According to the Zhitong Finance APP, in 2024, the U.S. stock market achieved remarkable success, with the benchmark S&P 500 index rising over 25% year-to-date. Most analysts expect the unstoppable bull market to continue into 2025. However, Albert Edwards of Société Générale, known for his bearish views on the market and economy, has also issued some warnings.

Société Générale's global strategist Edwards stated in a research report last week: "Those skeptics tired of the exceptionalism of the U.S. stock market can draw strength from some signs indicating that the party is about to end, and it's time to exit."

The long-time bear emphasized that the end of the yield curve inversion and the enormous expectations for the high-tech sector are the two main reasons for his belief.

Edwards noted: "The yield curve between the 10-year and 2-year U.S. Treasury bonds has now turned positive, as has the yield curve between the 10-year Treasury and the 3-month Treasury. The inversion of the yield curve may be an early signal of an impending recession, but if the inversion ends, it's like the starting gun has gone off."

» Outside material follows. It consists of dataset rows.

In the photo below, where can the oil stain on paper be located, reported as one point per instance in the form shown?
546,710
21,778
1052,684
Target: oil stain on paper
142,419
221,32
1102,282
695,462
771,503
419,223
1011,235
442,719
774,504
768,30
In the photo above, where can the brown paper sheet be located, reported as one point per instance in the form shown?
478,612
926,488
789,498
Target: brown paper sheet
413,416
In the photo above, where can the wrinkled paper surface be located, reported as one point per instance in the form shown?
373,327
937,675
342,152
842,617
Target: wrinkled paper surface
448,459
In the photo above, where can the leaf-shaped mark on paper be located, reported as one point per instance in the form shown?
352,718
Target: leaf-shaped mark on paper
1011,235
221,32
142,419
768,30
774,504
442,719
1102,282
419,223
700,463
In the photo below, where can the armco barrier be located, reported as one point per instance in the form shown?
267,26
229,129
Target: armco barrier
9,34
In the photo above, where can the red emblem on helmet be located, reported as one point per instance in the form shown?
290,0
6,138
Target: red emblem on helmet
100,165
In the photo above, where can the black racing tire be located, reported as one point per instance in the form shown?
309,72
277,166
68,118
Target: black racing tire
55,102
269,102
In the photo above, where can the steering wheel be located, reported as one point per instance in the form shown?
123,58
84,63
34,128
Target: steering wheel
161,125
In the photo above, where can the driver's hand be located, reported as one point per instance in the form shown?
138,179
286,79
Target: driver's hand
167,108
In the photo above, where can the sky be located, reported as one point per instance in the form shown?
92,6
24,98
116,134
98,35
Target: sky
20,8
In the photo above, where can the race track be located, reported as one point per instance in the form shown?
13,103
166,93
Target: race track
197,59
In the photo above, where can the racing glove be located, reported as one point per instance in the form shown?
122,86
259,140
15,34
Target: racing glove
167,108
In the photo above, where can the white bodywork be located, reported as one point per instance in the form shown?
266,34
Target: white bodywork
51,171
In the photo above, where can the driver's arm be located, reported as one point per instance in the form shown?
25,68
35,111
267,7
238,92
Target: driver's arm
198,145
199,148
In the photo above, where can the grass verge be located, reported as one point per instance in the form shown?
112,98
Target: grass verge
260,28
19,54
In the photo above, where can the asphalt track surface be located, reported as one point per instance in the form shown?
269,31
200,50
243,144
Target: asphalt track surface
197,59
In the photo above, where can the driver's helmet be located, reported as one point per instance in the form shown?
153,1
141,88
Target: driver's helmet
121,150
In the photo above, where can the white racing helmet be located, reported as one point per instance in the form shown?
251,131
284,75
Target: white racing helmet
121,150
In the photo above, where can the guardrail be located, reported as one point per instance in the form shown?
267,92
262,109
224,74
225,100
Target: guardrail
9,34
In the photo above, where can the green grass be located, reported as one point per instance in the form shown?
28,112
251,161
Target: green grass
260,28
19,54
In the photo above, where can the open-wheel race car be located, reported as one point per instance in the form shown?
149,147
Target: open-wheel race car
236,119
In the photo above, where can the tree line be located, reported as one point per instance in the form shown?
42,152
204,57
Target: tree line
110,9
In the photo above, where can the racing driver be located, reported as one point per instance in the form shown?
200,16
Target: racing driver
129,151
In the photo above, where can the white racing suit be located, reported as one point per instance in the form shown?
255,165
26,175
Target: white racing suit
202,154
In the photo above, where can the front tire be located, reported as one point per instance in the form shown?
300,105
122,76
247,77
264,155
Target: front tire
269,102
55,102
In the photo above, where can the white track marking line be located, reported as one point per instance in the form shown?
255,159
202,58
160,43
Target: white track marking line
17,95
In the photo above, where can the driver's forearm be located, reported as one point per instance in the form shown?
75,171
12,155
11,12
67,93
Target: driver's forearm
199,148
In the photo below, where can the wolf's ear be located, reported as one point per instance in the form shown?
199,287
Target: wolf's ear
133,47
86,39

The strategist added: "One factor that could 'burst' the stock market bubble is a further rise in U.S. bond yields. The last time U.S. stock market price-to-earnings ratios reached such high levels was in 2021, when the 10-year U.S. Treasury yield was 1%. With the 'Ice Age' of bond/stock correlation inversion now over, any further rise in yields will pose problems for the stock market."

As for the technology sector, Edwards stated: "The U.S. technology industry is burdened by heavy optimism, with future earnings expectations far exceeding the lagging reality. U.S. tech companies now must deliver on this optimism."